It has been a long time coming. Social impact bonds, in which the investor's return is based on the outcome of a social project, were invented 10 years ago. This week, one was issued for the first time by an organisation recognised as a full member of the mainstream European capital markets.

Region Stockholm issued a Skr30m (€2.9m) bond to fund a programme to encourage healthy lifestyles among 925 pre-diabetic people, to reduce the number who develop type 2 diabetes. The investor, Skandia, will make money if the project works and lose money if it fails.

The instrument will not spread as fast as green bonds. It is much more complex and demands more of all parties. Both issuer and investor have to understand the range of potential outcomes of a real world problem, assign probabilities to them and price them.

It is unlikely to suit national governments, because it is too fiddly and granular: they can simply issue huge bonds. It also will not be for banks, including supranationals and agencies: they make loans, rather than conducting their own projects.

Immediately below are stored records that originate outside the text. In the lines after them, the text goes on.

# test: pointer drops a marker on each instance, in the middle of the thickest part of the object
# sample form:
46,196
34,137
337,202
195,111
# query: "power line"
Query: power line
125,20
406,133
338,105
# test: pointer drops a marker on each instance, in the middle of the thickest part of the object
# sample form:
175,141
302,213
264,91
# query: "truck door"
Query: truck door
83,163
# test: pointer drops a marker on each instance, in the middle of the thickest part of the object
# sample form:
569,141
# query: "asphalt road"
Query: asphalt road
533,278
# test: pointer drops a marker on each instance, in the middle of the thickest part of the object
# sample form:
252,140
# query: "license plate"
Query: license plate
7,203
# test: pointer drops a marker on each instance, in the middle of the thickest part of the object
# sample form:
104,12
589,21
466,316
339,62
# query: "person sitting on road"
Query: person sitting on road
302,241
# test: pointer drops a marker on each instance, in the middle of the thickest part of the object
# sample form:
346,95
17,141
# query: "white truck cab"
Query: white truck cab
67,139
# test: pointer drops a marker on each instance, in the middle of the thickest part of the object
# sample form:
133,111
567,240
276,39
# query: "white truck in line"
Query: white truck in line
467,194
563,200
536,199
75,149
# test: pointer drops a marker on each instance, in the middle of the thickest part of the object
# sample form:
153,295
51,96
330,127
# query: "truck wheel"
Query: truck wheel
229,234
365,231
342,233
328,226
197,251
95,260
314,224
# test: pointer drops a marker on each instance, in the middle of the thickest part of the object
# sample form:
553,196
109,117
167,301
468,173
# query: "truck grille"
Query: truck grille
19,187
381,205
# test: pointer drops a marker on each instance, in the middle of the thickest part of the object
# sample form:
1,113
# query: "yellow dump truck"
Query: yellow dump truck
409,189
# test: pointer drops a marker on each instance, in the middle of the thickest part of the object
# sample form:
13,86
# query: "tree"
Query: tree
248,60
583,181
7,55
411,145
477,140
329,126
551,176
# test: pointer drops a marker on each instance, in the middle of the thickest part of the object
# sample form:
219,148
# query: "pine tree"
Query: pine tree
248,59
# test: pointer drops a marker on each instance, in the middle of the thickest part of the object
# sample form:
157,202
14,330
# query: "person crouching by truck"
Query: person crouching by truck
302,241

Local government and parts of the corporate sector are where this could work — and already does in the US. These organisations are trying to achieve things with limited resources. If an action arises that is too risky or expensive for them to do with normal budgets, but might work impressively, sharing the upside and downside with outside investors makes sense.

There must be many caveats: anything in which investors can make a return linked to social welfare raises ethical questions. But if these are handled carefully, these bonds can be a useful tool for financing creative experiments.